The Four Outcomes would cover how firms design, sell and service products and services. The first 3 – Communications; Products and Services; and Customer Service – relate to what is provided by firms to consumers. The last outcome, Price and Value, relates to payments consumers make to firms.

Communications: The FCA proposes to introduce rules that require firms to communicate in a way that, in addition to being fair, clear and not misleading, is understandable and facilitates informed consumer decisions, especially around costs, risks and benefits.

Products and Services: Building on FCA product governance rules, the FCA will introduce rules to further require that products and services are specifically designed to meet the needs of consumers, and sold to those whose needs they meet.

Customer Service: The FCA considers that consumers should be able to realise the benefits of products and services without undue hindrance especially around post-sale service and exit from a product or service.

Price and Value: The FCA expects that products and services should represent fair value for consumers. The FCA considers that “markets do not always function well and that can result in consumers receiving poor value“. The FCA will require that firms should be able to demonstrate that the benefits of their products and services are reasonable relative to their price.  Although the FCA states that it is “not proposing to set the levels at which firms should price their products or services….In future we may need to use our regulatory tools to make such interventions where markets are failing to deliver fair value“.  

Concerning trends in retail FS
Price regulation

The trend towards price regulation in financial services is concerning. It is worth noting that there are many markets that may not be regarded as functioning according to ideal criteria without being subject to the threat of price regulation; and that price regulation very often does more damage than the mischief that it is supposed to cure – the results may be perverse. For instance, the new FCA insurance pricing rules which came into effect this month, which provide that renewing home and motor insurance consumers are quoted prices that are no more than they would be quoted as a new customer through the same channel, are already resulting in significant off-setting price rises.


The Consumer Duty is being introduced against the backdrop of the FCA’s recent “clarification” of its expectations around the fair treatment of vulnerable consumers in its finalised guidance published in February 2021. The guidance is relevant to all firms involved in the supply of products and services to retail customers who are natural persons, even if they do not have a direct client relationship with the customers. Broadly, a vulnerable consumer is defined as someone who, due to their personal circumstances, is especially susceptible to harm.  A real challenge for firms is that in the FCA’s ‘Our Financial Lives 2020 survey’, it found that just under half (46%) of UK adults 24.1 million people), display one or more characteristics of vulnerability. 
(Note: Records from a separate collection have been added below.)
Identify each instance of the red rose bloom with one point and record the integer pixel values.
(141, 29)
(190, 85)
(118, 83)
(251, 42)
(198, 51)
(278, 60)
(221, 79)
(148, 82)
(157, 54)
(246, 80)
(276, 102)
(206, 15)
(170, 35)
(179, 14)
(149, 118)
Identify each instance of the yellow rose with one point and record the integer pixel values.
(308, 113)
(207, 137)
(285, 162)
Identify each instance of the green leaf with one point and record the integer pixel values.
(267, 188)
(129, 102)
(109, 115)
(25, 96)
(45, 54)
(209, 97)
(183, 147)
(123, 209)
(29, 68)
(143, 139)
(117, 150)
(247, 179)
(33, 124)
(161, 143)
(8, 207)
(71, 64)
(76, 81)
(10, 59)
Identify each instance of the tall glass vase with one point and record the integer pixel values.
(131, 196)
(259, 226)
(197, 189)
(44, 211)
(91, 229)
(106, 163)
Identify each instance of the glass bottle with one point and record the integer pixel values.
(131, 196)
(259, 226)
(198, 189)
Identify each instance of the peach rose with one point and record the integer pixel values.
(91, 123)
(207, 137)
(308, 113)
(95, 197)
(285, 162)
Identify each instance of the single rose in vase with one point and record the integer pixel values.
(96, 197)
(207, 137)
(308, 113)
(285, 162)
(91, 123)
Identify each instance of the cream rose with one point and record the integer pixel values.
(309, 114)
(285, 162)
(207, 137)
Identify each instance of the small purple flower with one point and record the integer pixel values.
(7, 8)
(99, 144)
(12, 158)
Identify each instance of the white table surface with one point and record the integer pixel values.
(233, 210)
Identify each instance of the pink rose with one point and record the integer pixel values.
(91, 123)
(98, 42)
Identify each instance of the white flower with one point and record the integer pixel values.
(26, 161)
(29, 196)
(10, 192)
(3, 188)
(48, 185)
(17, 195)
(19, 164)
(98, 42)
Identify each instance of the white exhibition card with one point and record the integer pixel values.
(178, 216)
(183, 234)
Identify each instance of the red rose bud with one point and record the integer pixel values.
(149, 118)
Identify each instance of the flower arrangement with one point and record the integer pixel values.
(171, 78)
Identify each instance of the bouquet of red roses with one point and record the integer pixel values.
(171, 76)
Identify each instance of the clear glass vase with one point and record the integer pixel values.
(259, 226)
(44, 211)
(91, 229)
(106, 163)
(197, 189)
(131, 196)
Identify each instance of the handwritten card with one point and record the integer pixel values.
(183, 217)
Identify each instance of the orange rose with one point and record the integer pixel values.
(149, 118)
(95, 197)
Clearly, those firms operating in the retail space face increasingly onerous and expensive burdens – costs which ultimately must be passed on to customers. 
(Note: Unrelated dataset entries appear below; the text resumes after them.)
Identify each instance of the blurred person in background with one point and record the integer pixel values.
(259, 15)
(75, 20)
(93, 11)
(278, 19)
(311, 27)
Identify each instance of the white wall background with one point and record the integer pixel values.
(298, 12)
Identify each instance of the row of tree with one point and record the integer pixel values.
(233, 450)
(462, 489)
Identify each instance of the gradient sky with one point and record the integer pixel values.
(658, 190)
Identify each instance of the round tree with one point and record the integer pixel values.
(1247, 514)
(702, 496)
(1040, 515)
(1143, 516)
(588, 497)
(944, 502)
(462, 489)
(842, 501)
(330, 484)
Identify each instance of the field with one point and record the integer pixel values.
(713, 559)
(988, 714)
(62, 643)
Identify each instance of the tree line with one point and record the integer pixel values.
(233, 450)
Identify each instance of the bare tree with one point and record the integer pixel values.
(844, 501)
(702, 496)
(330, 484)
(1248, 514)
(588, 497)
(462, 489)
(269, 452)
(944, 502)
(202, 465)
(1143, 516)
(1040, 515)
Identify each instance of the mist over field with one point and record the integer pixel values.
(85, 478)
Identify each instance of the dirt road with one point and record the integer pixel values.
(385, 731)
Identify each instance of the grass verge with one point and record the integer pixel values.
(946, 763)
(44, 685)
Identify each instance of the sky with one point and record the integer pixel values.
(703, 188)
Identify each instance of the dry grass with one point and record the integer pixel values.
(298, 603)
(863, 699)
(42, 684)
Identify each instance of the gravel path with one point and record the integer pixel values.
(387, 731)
10) Anti-Money Laundering: cost of non-compliance increases

2021 witnessed an upswing in AML enforcement action, the most notable being the high-profile criminal prosecution of NatWest. While, as previously discussed, the NatWest case may not set a precedent for further criminal prosecutions, there is evidence of increasing rigour in the FCA’s policing of poor AML systems and controls –  2021 established a trend for greater use by the FCA of its supervisory powers to address AML risk using its own-initiative powers to shut down wealth manager Dolfin for financial crime controls issues and Binance’s UK entity for poor regulatory engagement related to AML controls.

HM Treasury’s wide-ranging review of the UK AML/Counter-terrorist regime is due to report in June 2022 and is likely to give rise to a number of changes to the AML/CTF regime.